PRCBC offered a valuable conduit for dissemination through their training for lawyers, legal advisers, and social workers. They proactively use and offer the Guide as a reference document in pre-litigation negotiations and in case work and advise their co-professionals to do the same.

The team also actively supported and informed campaigning by Amnesty International Children’s Rights Network and other advocacy organizations, for the Home Office to make child citizenship applications affordable and fair.

As part of this, they jointly published a Research Brief and a Research Report on Children’s citizenship, sharing a collaboratively designed set of evaluative principles which are widely accepted as integral to the exercise of discretion in nationality processes for children.

Civil society bodies and practitioners, including all the stakeholders collaborating with the project team, helped to develop these principles and now highlight them in proceedings, trainings, and in advocacy, training programmes, advocacy campaigns, and case work on children’s rights, sharing them widely beyond their own organisations.

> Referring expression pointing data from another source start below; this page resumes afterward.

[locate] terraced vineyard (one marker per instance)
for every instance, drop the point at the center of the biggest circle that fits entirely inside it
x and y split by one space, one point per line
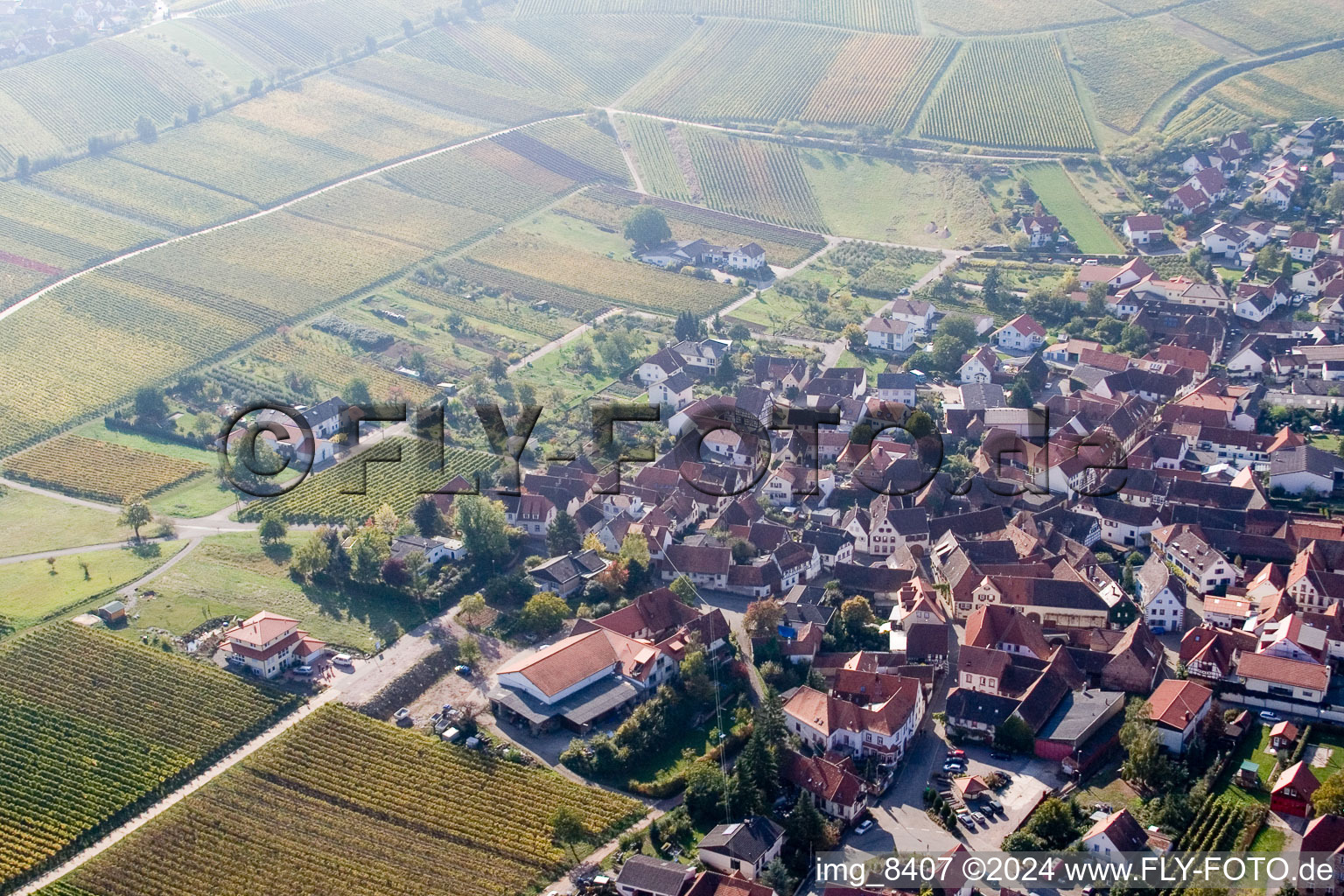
93 725
737 70
382 810
1008 17
1206 116
45 236
1264 25
654 158
1008 93
878 80
1130 65
456 92
752 178
344 494
594 60
608 207
1298 89
100 471
870 15
628 284
130 191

While the IAA project focused on the UK, Dr Prabhat is also working with related projects in USA and other EU countries: there are similar cross-border issues in Sweden, Norway and Russia on nationality proceedings and the best interests of children. She is on the Advisory Board of Bristol City Council’s Separated Migrant Children’s team, working with Citizen’s UK, Unicef and the International Organisation of Migration, IOM. And the British Citizenship and the Practice of Nationality Laws project is to be included as one of ten noteworthy migration projects by the London International Development Centre Migration Leadership Team (LIDC-MLT).